Draco silenced their footsteps with his wand and they didn't talk the whole time. It made everything worse because she would merely smile at him for communication, like when a step disappeared and she hopped over it or when the paintings looked at them disapprovingly. Somehow, the two made it all the way to the common room with no problems. He wished he had that kind of luck when he was looking for ways to get Dumbledore. In that moment, though, he probably couldn't even pronounce the word Dumbledore correctly. He and Astoria were the only ones in the common room. She pointed out the small luminescent fish that drifted past the window, and their light briefly made her eyes glow. Draco wanted to kiss her — how awful.
He felt like Draco with Pansy, but she wanted him to be a good Death Eater. He felt like a menacing Death Eater with Astoria, who wanted him to only be Draco. None of it reconciled, and he and Astoria bid each other goodnight plainly.
By October, Draco had ended up in detention with McGonagall, who believed that his neglect of homework meant that he could not handle the class. She didn't know that Astoria's improved marks were thanks to him and probably congratulated herself thoroughly for how good a teacher she thought she was. McGonagall locked him up during the first Hogsmeade trip, which wasn't a problem apart from how tedious the work was. Draco had already played the cursed necklace piece in the chess game against Dumbledore. He merely had to wait.
Waiting was actually nerve-racking. Draco had been instructed to summarise fifty pages of his textbook; at first, he had tried to pace himself so he wouldn't finish too early. Now it felt like he'd never get it done. The weather was a monster that day, alternating between heavy rain and sleet but never calming. It felt like lightning bolted each time Draco paused, clarifying the lines on McGonagall's face. The wind wailed in his distractible ears, and his mind wandered to Astoria. Bad habit. She was stuck in the Wizarding Wireless Network building, recording rushed demos. Draco knew next to nothing about electricity and started wondering if there were enough traces of it in Rhiannon's Muggle guitar to attract the lightning. Did it work that way…? Was Astoria in danger being near the contraption?
His quill shivered, trying to let him know he had misspelled a word. It wasn't worth it to correct it. How long would it be until someone found Dumbledore dead? If everything went smoothly, no one except the Dark Lord and his contacts would know Draco was the culprit. He'd still probably have detention, though. McGonagall would waste no time in taking over the school.
The rain outside froze again as Draco's detention ended. He found Crabbe and Goyle, who looked at him expectantly, but he had no news. Draco wished he had given Pansy less money to shop for replacements for her "out of style" hats. She could have been back already to let him know what went on with the necklace. But he only had to wait another ten minutes. She came scurrying into the common room with no good news.
"Katie Bell touched the necklace and it made a big scene," she whispered, adjusting a new hat.
"Wait — you mean…?" Draco garbled.
"It didn't make it to Dumbledore at all."
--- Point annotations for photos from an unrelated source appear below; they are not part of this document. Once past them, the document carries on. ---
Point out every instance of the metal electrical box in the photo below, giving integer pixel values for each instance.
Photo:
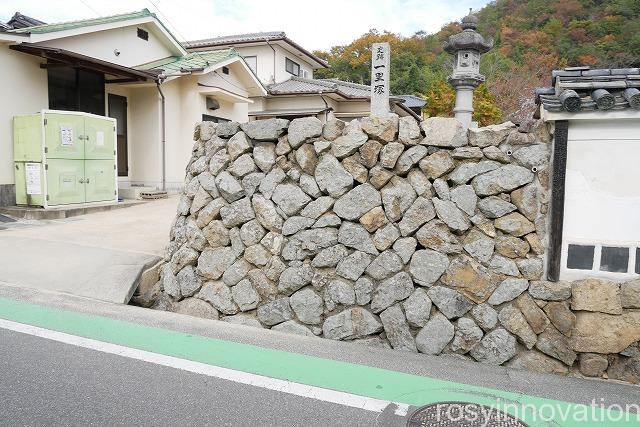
(64, 158)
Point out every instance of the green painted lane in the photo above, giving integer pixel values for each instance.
(325, 373)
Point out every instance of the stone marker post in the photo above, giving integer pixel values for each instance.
(380, 65)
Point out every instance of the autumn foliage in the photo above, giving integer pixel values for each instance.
(532, 37)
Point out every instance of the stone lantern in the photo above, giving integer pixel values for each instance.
(466, 47)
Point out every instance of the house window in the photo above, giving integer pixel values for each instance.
(614, 259)
(214, 119)
(252, 62)
(580, 257)
(142, 34)
(74, 89)
(292, 67)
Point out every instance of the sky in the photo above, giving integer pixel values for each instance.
(320, 24)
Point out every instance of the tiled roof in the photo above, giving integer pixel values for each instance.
(412, 101)
(61, 26)
(299, 85)
(19, 20)
(236, 38)
(191, 61)
(252, 38)
(583, 89)
(311, 86)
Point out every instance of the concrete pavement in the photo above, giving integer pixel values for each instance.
(382, 375)
(100, 255)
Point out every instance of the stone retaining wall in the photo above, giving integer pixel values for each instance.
(421, 238)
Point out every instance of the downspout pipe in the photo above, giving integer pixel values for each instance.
(163, 133)
(274, 59)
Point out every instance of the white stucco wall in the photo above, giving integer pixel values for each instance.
(265, 62)
(144, 142)
(602, 197)
(102, 44)
(23, 85)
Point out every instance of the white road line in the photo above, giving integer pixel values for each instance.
(302, 390)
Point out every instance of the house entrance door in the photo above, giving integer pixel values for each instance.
(118, 110)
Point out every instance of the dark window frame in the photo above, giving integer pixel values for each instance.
(255, 58)
(76, 89)
(143, 34)
(288, 63)
(214, 119)
(574, 254)
(614, 259)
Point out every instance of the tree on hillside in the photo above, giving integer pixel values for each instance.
(532, 37)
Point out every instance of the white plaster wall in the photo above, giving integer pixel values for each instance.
(23, 87)
(133, 50)
(265, 62)
(145, 144)
(229, 82)
(602, 196)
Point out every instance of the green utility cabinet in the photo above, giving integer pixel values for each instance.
(64, 158)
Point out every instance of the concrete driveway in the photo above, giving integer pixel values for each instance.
(100, 255)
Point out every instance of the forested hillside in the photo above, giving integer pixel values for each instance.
(532, 37)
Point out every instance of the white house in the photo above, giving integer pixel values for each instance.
(595, 202)
(131, 67)
(286, 69)
(126, 66)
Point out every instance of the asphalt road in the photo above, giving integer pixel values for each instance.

"Damn it," Draco said, drumming his fingers.
Did Bell die? Where was the necklace? How many witnesses were there? What were the implications? Draco was coming up with questions faster than Pansy could reply.
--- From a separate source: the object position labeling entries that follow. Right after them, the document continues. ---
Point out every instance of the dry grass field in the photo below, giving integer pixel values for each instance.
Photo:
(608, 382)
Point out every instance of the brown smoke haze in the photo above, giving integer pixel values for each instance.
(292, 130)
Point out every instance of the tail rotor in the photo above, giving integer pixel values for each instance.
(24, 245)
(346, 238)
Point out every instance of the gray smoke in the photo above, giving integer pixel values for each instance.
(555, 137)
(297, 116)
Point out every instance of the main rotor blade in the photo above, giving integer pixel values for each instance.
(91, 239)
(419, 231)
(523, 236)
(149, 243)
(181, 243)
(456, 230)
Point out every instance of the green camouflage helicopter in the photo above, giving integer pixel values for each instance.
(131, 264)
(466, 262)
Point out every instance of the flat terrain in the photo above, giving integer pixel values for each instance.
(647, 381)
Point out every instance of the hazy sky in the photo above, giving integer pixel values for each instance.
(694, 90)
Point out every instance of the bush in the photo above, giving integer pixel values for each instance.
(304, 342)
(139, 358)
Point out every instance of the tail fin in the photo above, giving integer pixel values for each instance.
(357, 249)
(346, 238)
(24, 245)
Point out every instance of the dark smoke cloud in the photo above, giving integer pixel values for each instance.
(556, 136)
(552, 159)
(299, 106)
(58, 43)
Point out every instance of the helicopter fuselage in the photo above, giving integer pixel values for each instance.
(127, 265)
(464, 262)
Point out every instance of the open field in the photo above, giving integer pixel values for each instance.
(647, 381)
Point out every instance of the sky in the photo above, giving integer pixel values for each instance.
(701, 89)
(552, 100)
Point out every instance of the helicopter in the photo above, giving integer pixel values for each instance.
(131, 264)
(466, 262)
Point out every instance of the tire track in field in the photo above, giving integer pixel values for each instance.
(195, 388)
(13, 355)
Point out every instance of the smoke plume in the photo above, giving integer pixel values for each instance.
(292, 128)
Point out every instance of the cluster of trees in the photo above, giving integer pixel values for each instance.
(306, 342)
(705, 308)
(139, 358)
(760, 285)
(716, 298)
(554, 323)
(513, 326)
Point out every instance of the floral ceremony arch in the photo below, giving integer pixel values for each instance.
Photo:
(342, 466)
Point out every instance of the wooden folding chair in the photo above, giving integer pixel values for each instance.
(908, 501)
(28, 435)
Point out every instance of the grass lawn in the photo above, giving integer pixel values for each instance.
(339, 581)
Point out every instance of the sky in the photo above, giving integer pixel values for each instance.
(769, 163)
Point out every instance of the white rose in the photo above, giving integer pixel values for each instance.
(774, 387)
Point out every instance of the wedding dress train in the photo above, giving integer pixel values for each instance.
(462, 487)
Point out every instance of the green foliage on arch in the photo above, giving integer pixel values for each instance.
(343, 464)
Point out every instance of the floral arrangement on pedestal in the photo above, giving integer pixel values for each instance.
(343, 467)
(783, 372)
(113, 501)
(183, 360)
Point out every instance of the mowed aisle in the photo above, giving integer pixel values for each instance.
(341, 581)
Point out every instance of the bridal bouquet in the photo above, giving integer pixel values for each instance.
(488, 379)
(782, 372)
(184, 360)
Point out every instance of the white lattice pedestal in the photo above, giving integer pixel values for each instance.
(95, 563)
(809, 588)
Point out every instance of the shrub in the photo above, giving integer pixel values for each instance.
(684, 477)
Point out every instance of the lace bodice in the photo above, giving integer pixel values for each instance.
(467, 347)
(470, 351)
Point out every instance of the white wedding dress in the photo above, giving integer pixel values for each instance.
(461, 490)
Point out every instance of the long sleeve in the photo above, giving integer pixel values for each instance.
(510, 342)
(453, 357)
"She flew up in the air and just started screaming her arse off," Pansy laughed. "She's in the Hospital Wing, but they'll have to send her to Mungo's. Probably don't want to listen to her here!"
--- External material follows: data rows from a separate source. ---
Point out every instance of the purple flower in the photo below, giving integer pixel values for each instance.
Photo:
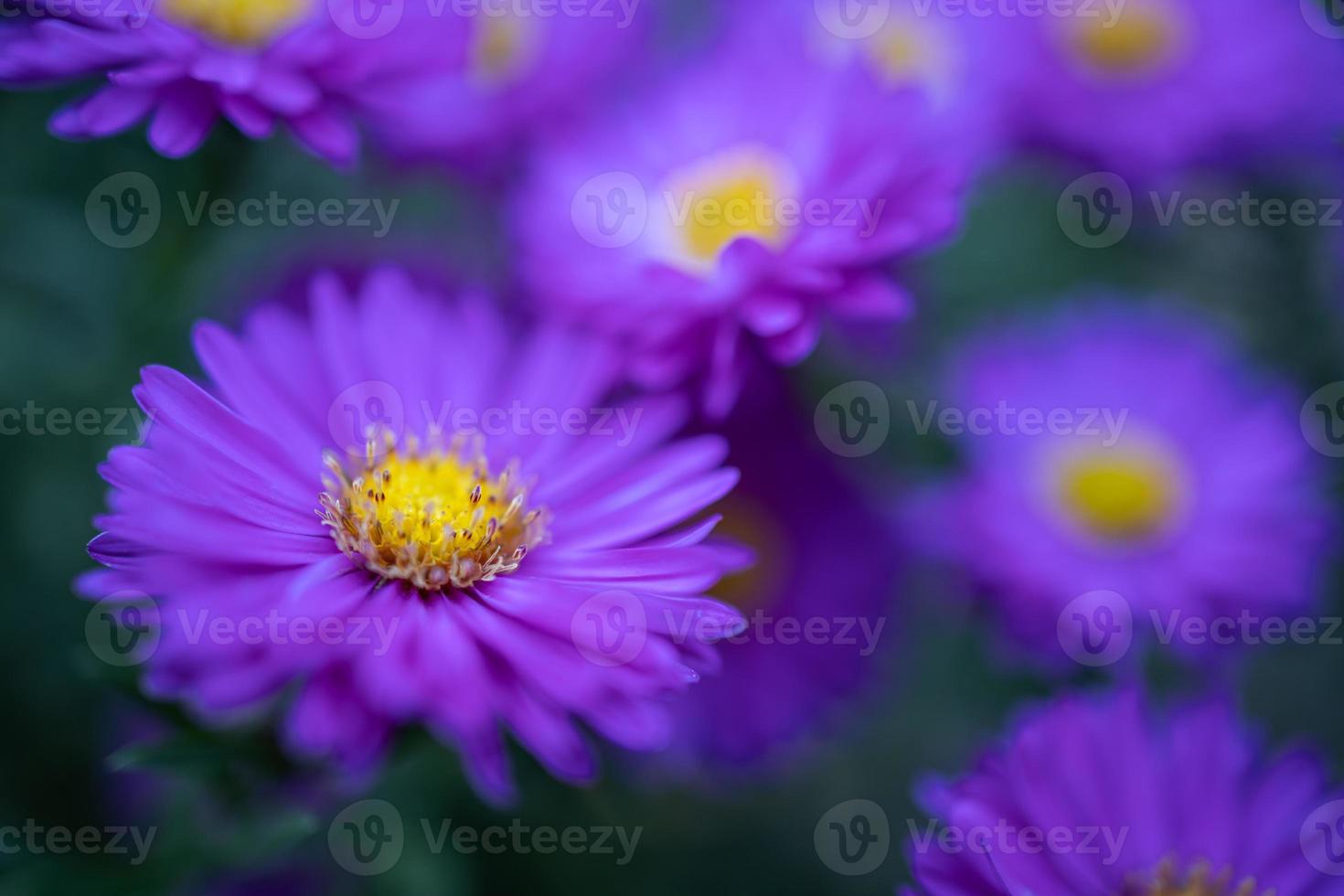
(961, 63)
(1157, 85)
(1101, 795)
(1129, 450)
(816, 600)
(406, 513)
(420, 77)
(737, 206)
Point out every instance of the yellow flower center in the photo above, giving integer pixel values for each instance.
(752, 524)
(503, 48)
(1199, 881)
(436, 518)
(907, 53)
(1118, 495)
(238, 22)
(728, 197)
(1133, 42)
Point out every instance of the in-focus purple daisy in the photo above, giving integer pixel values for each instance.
(1125, 449)
(816, 600)
(1147, 88)
(421, 78)
(737, 206)
(1104, 795)
(443, 507)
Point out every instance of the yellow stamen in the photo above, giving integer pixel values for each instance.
(1118, 495)
(238, 22)
(503, 48)
(436, 518)
(1199, 881)
(726, 197)
(1135, 42)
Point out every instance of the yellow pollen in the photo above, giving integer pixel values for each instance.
(902, 55)
(436, 518)
(503, 48)
(1199, 881)
(728, 197)
(1131, 43)
(238, 22)
(1118, 495)
(752, 524)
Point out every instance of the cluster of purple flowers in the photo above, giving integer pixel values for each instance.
(684, 228)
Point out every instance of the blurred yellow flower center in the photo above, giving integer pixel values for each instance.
(1199, 881)
(901, 54)
(434, 517)
(1120, 496)
(1135, 40)
(729, 197)
(503, 48)
(238, 22)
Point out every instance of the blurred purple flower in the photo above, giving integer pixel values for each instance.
(421, 78)
(1125, 449)
(1153, 86)
(1140, 804)
(457, 571)
(745, 200)
(816, 600)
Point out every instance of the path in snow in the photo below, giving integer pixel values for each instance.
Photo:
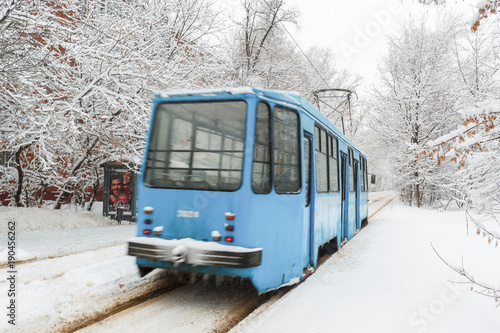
(388, 279)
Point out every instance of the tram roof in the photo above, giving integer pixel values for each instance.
(288, 97)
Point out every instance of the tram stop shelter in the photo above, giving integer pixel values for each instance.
(120, 192)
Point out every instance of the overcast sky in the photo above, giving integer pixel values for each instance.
(356, 31)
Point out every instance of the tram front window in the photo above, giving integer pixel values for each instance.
(197, 145)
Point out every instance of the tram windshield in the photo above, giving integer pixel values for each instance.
(197, 146)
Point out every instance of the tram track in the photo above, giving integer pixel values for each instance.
(230, 304)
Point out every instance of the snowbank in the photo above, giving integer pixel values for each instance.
(32, 219)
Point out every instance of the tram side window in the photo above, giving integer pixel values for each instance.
(261, 169)
(286, 151)
(321, 161)
(364, 175)
(333, 163)
(351, 171)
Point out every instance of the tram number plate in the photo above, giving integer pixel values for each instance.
(188, 214)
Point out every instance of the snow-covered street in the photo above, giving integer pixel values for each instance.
(387, 279)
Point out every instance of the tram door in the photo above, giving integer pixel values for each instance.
(308, 214)
(345, 195)
(357, 194)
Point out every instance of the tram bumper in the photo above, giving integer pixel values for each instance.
(194, 252)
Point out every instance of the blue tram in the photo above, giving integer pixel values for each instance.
(245, 182)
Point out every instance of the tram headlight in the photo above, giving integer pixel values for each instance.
(158, 230)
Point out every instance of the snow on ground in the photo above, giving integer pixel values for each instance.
(386, 279)
(389, 279)
(85, 268)
(32, 219)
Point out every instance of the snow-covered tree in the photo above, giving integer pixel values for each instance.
(475, 144)
(415, 103)
(81, 78)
It was a miracle that Bell hadn't died, but regrettably, neither had Dumbledore.
"Guess it wouldn't have worked on the old man anyway," Goyle said. "So what's next?"
Draco was thinking of poisons he could brew, but he realised he had to put his ugly backup plan into motion. He knew of a secret room that had something that could bring him real support.
"You two are going to help me," he said gravely to Crabbe and Goyle. "I have to go to the hidden room in the castle."